Für Kiribatis Präsidenten ist der Untergang des Inselstaats nur eine Frage der Zeit. Nicht nur der Klimawandel gefährdet das Land, längst leben zu viele Menschen dort. von Christiane Oelrich

Hunderte Meter lange Sandstrände, Kokospalmen im Wind, keine Industrie, kaum Autos – auf den ersten Blick erfüllt der schmale Pazifikstaat Kiribati alle Klischees eines Südseeparadieses. Der Schein trügt aber. Die mit Fäkalien verseuchten Strände stinken, Abfall türmt sich überall, Autowracks liegen an der Straße. Die 30 Kilometer lange durch Dämme verbundene Inselkette Tarawa, die als Hauptstadt dient, ist überbevölkert. Es gibt kaum Jobs, alles ist teuer und die meisten Menschen sind bitterarm. Die Folgen des Klimawandels geben dem Land den Rest. Unberechenbare Stürme häufen sich. Erosion frisst das spärliche Land. Der Untergang scheint vorprogrammiert.

"Der liebe Gott hat es nicht leicht für uns gemacht", sagt Präsident Anote Tong in bescheidener Untertreibung.

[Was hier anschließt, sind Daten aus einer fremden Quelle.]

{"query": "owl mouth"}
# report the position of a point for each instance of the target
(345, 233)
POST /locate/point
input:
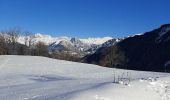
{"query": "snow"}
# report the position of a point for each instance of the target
(41, 78)
(96, 41)
(167, 63)
(47, 39)
(162, 33)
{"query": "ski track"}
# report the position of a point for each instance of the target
(40, 78)
(162, 88)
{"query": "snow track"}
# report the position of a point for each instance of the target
(41, 78)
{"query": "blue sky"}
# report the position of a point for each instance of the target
(84, 18)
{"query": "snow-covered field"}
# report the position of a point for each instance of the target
(40, 78)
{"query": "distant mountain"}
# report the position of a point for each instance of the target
(149, 51)
(67, 45)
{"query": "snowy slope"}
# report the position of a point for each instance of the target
(40, 78)
(49, 39)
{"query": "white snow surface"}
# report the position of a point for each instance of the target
(47, 39)
(41, 78)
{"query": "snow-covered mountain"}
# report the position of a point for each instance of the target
(47, 39)
(68, 44)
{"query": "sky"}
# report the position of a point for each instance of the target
(84, 18)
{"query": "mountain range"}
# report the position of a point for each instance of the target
(149, 51)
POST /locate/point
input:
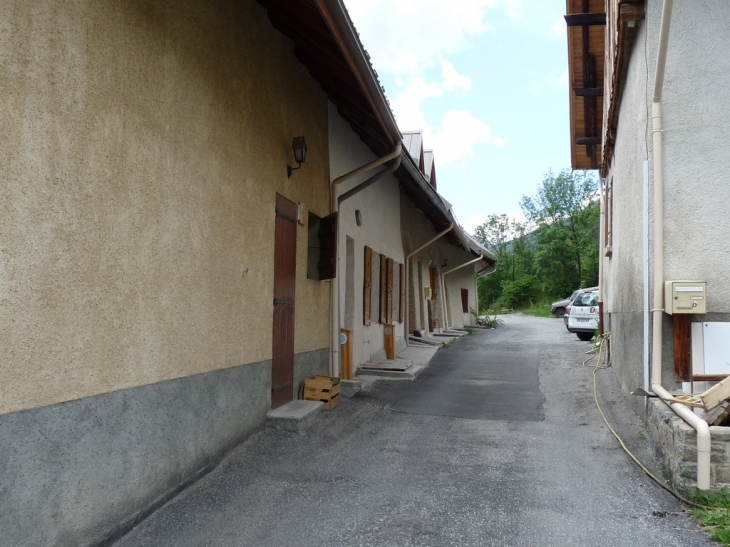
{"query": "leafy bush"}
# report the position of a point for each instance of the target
(520, 292)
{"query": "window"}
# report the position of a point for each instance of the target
(322, 246)
(465, 300)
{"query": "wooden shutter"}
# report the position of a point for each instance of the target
(327, 247)
(389, 290)
(367, 286)
(432, 280)
(383, 288)
(402, 296)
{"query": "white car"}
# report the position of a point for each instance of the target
(583, 318)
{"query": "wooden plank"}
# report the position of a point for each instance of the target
(585, 19)
(402, 287)
(717, 415)
(681, 347)
(588, 91)
(367, 285)
(383, 288)
(346, 355)
(389, 290)
(716, 394)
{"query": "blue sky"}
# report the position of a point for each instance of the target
(487, 82)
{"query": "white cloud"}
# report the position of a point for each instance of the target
(412, 39)
(558, 27)
(455, 138)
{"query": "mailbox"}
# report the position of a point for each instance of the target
(685, 297)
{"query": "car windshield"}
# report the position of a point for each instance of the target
(586, 299)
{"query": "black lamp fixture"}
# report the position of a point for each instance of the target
(299, 145)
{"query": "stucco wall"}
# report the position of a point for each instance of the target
(379, 205)
(143, 145)
(697, 202)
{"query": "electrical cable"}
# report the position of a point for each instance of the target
(606, 338)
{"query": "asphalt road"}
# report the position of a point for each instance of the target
(497, 442)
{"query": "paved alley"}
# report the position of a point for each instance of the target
(497, 443)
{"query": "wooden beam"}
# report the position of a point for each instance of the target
(588, 91)
(585, 19)
(681, 346)
(588, 140)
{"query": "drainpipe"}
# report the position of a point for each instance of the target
(408, 279)
(703, 430)
(443, 275)
(335, 284)
(601, 247)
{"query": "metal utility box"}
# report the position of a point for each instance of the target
(685, 297)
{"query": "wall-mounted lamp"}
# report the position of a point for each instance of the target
(299, 145)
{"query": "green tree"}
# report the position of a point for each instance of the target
(507, 239)
(565, 212)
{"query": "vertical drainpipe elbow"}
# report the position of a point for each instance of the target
(334, 283)
(704, 441)
(407, 277)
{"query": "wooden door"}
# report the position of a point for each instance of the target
(285, 262)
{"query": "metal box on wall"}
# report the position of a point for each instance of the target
(685, 297)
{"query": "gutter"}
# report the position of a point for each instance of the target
(443, 276)
(407, 277)
(703, 430)
(334, 208)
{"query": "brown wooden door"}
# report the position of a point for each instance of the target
(285, 262)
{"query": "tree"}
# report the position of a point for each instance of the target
(507, 239)
(565, 212)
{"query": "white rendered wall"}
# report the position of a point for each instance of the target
(696, 101)
(379, 205)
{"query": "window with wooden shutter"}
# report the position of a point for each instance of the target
(322, 247)
(367, 285)
(383, 289)
(389, 290)
(402, 295)
(432, 280)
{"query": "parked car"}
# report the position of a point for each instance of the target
(583, 317)
(558, 308)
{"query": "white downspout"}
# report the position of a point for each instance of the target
(408, 279)
(443, 276)
(703, 430)
(334, 283)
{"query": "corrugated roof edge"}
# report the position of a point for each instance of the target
(347, 29)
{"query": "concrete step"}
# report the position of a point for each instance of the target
(295, 416)
(348, 388)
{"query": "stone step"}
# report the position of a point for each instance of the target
(295, 416)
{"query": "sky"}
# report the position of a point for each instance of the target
(487, 83)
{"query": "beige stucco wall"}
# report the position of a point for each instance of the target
(143, 145)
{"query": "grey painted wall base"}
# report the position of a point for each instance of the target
(86, 471)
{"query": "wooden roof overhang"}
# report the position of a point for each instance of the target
(586, 21)
(326, 42)
(623, 20)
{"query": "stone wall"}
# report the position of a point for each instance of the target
(675, 442)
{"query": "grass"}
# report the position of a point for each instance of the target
(536, 310)
(716, 521)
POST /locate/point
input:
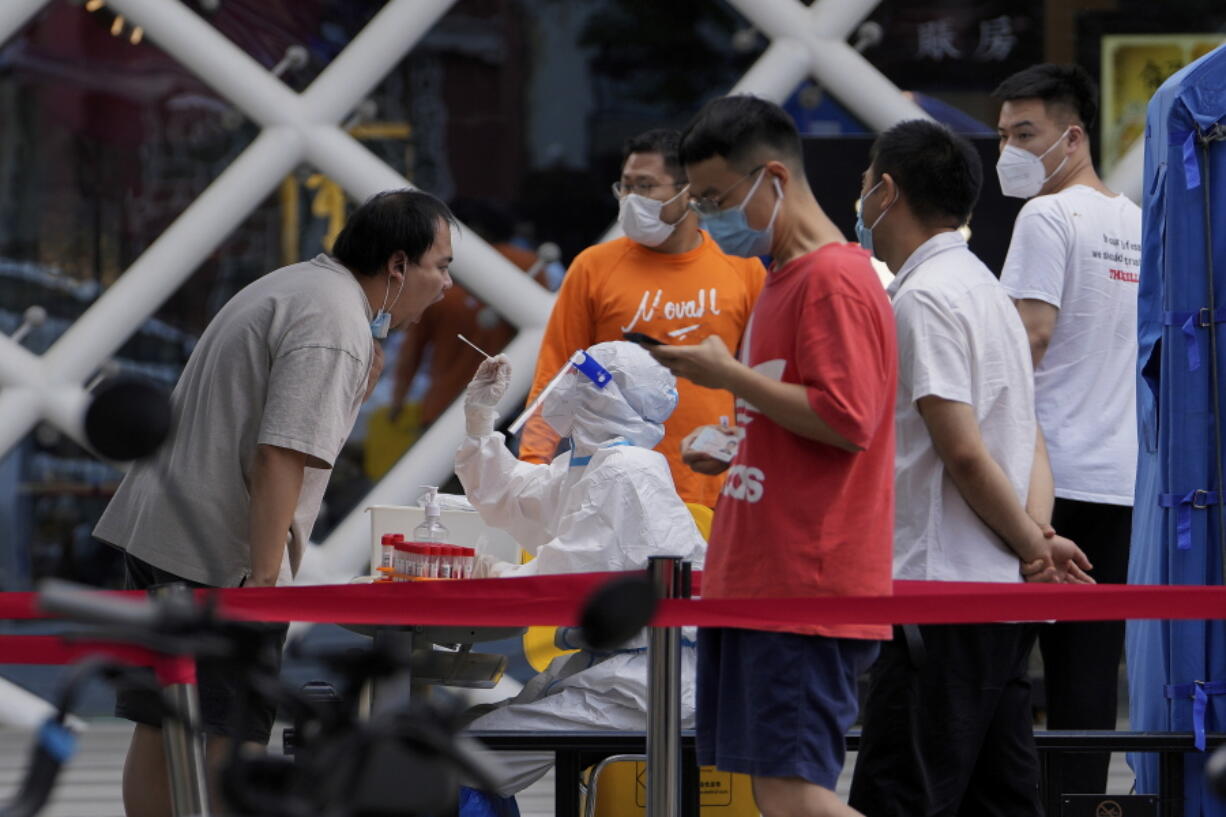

Von seinem einfachen Büro, in dem trotz schwüler Hitze keine Klimaanlage surrt, blickt er rechts aus dem Fenster aufs Meer, und wenn es keine Bäume gäbe, könnte er auch links das Wasser sehen. Tarawa ist manchmal nur zehn, selten mehr als zwei- oder dreihundert Meter breit.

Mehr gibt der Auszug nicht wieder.